Não é raro ouvir pessoas falando sobre o custo que é ter um filho. Dois então, nossa! Três? Só se vier por descuido; ninguém em sã consciência escolhe ter três filhos em um mundo caro como o de hoje.

Pois eu penso que o que gastamos com nossos filhos hoje é, geralmente, muito além do que eles realmente precisam, por isso tenho dificuldade de entender esse paralelo direto que muitos fazem entre filhos e gastos. Sim, não posso negar que ter filhos custa dinheiro. Claro! É preciso um planejamento, ainda mais se o objetivo é formar uma família grande. Mas é notório que, em geral, nosso pensamento é: quero ter condições de proporcionar para o meu filho tudo aquilo que eu não tive. Ou seja, muito além do que eles realmente necessitam.

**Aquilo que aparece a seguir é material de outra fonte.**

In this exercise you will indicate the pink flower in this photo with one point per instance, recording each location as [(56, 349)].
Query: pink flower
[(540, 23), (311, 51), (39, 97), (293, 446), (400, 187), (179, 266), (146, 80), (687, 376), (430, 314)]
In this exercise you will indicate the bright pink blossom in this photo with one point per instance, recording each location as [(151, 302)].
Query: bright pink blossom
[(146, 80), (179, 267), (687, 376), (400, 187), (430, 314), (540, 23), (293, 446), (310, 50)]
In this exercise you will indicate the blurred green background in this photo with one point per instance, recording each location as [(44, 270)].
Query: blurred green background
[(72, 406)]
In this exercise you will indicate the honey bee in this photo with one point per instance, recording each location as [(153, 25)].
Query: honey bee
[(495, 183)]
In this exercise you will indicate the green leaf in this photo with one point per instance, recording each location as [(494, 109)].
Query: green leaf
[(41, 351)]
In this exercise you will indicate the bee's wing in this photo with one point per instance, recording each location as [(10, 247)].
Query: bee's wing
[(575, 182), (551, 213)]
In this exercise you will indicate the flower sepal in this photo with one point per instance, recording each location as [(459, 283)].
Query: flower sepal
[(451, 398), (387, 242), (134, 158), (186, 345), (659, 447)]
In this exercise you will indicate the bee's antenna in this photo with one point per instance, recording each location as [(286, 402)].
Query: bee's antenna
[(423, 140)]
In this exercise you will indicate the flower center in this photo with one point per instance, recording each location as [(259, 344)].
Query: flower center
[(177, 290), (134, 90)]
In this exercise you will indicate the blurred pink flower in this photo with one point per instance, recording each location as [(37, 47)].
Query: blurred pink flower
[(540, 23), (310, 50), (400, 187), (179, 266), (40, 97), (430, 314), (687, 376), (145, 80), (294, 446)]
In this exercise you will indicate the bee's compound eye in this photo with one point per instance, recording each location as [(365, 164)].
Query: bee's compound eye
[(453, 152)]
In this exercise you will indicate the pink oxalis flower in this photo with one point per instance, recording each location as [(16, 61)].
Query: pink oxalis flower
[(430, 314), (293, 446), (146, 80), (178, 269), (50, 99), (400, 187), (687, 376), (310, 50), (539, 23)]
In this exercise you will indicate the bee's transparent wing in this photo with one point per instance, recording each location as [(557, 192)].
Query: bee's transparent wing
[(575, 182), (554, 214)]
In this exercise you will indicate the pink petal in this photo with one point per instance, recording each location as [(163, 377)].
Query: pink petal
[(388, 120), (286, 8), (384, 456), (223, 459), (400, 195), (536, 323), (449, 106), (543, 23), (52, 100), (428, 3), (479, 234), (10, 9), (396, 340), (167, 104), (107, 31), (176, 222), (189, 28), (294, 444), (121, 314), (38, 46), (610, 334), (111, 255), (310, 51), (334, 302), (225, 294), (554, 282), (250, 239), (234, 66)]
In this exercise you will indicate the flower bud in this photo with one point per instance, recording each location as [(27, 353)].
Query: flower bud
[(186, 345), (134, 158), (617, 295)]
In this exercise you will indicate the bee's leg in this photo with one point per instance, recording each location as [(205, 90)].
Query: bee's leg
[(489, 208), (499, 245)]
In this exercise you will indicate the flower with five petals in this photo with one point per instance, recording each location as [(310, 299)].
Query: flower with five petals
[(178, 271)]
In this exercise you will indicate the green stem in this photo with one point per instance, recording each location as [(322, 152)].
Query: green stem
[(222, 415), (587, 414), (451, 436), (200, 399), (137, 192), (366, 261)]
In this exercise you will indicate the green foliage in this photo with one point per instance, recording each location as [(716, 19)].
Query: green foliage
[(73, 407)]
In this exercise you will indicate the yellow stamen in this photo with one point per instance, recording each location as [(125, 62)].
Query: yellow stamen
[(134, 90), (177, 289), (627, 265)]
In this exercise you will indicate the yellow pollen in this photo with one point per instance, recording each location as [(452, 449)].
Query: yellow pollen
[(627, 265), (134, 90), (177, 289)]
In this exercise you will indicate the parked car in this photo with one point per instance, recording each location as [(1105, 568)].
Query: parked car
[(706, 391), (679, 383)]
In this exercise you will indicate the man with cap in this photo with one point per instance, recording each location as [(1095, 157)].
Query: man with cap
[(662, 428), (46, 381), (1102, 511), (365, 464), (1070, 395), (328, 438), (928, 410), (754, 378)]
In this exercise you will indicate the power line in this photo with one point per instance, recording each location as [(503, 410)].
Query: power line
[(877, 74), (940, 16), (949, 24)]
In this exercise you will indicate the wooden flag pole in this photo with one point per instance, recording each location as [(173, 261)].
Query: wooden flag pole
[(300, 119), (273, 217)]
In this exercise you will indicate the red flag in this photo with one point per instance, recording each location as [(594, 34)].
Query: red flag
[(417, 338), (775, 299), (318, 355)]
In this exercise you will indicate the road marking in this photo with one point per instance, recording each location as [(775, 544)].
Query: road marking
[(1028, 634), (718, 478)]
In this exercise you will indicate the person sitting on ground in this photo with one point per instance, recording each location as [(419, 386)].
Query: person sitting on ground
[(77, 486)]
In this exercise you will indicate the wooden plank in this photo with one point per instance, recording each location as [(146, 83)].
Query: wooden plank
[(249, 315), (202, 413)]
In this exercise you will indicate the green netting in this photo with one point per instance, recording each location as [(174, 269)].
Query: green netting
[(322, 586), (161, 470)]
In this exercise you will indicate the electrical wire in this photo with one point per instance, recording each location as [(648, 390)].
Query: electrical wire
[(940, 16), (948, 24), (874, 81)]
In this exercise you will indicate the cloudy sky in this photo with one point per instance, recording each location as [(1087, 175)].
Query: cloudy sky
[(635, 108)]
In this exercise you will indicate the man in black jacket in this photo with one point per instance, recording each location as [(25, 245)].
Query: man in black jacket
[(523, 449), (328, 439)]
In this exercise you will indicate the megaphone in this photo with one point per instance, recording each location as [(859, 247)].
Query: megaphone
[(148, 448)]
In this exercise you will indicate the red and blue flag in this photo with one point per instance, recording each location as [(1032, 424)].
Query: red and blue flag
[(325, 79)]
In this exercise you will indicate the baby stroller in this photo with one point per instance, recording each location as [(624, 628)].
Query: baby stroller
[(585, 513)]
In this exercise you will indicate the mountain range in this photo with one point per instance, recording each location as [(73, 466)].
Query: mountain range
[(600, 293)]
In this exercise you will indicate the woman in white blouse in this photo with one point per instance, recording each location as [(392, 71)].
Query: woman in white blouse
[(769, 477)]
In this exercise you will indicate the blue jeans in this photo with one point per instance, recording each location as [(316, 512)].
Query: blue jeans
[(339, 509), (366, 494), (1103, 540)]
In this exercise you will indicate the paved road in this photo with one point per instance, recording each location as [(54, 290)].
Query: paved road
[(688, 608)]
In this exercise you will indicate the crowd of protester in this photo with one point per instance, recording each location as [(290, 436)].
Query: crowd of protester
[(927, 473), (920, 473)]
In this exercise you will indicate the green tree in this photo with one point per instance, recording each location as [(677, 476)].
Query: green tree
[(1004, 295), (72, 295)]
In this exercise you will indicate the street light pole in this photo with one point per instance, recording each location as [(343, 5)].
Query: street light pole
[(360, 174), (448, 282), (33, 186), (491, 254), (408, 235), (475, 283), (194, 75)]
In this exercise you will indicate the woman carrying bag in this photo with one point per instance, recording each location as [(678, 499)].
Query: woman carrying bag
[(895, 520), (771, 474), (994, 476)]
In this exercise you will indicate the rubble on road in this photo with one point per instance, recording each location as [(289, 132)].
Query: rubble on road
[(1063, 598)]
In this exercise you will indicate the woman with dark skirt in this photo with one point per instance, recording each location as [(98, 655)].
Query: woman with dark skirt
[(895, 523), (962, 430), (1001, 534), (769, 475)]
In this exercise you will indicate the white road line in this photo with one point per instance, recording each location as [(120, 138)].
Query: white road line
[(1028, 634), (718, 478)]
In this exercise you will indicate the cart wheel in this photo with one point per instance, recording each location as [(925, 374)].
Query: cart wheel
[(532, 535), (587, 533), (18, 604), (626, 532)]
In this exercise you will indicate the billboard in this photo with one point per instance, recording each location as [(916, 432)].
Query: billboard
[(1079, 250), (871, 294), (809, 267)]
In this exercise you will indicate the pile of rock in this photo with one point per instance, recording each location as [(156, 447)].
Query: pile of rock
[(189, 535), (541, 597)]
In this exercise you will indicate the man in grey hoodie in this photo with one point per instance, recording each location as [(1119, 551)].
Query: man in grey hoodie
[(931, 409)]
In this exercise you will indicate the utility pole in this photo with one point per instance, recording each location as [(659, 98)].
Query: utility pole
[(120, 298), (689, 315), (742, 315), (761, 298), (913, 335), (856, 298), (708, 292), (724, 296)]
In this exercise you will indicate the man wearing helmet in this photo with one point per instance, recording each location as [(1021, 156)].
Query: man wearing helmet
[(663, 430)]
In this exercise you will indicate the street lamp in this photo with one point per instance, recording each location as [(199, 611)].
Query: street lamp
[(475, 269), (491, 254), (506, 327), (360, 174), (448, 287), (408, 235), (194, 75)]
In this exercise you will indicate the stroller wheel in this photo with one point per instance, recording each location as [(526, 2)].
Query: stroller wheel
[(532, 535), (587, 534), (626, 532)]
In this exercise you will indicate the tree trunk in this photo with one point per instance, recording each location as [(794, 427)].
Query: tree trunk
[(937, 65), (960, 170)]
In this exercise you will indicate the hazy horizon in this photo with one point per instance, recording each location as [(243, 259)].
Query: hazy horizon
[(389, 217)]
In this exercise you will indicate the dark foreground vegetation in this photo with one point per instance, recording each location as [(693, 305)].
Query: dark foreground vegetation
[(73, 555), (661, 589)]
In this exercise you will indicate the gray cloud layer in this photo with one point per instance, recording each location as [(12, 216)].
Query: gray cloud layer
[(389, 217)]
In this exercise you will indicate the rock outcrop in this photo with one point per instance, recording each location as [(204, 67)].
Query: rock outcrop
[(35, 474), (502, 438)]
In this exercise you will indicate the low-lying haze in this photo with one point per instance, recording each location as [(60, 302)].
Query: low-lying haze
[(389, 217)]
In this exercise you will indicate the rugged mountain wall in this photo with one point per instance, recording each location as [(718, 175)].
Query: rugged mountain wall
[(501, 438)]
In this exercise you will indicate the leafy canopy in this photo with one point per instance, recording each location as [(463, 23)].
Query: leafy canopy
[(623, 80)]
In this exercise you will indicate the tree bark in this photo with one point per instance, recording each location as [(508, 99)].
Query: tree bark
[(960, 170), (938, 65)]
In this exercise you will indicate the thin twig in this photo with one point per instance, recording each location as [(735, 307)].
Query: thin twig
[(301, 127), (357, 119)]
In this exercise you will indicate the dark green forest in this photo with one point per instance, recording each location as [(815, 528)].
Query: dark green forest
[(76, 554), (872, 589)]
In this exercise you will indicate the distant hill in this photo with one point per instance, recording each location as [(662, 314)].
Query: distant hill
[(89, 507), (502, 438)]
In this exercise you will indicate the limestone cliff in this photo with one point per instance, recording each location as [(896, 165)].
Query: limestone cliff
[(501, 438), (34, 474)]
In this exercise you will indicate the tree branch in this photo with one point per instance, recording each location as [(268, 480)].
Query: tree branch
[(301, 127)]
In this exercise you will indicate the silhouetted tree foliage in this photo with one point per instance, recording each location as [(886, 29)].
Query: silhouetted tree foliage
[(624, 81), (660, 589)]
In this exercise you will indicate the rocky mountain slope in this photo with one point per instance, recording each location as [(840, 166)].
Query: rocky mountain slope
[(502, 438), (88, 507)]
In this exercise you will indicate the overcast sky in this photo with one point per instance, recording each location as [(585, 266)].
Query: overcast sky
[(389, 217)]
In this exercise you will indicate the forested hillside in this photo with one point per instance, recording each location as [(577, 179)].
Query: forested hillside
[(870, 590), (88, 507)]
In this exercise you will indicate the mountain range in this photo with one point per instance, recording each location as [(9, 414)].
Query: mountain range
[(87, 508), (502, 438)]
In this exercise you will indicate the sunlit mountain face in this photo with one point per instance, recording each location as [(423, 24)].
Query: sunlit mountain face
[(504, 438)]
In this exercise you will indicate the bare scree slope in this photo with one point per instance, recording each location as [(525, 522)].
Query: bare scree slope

Quando nasce um filho ele não precisa de um quarto decorado e exclusivo, ele não precisa de todos os brinquedos da Fisher Price que se puder comprar (na verdade, a grande parte dos bebês fica bem alegre com colheres de pau e potes de cozinha…rs) e nem das roupas caras que vemos nas melhores lojas da cidade. Crianças também não precisam fazer balé, natação, inglês, judô, culinária e jardinagem. Não.

Filhos precisam de pai e mãe que sejam pai e mãe. Precisam de carinho, de tempo de qualidade, de boas risadas, de tempo para serem crianças e muito, muito amor.

Quantas vezes já vi um ou outro brinquedo das minhas filhas atirado, no fundo do organizador de brinquedos, há meses e meses. Quantas vezes já levei elas pra passear num shopping lotado e com tantas e tantas opções nas lojas que chega a tontear, quando tudo que elas gostariam era de um piquenique no parque. Quantas vezes já comprei roupas e sapatos que , no fim das contas, tiveram pouco uso e logo não serviram mais. Inúmeras!  Sem comentar sobre as festas de aniversários que cada vez mais são verdadeiros espetáculos. Perdeu-se a alegria de um parabéns dentro de casa, a sala enfeitada com balões coloridos, na companhia dos melhores amigos . Tempo bom! Aqui ainda cultivamos isso.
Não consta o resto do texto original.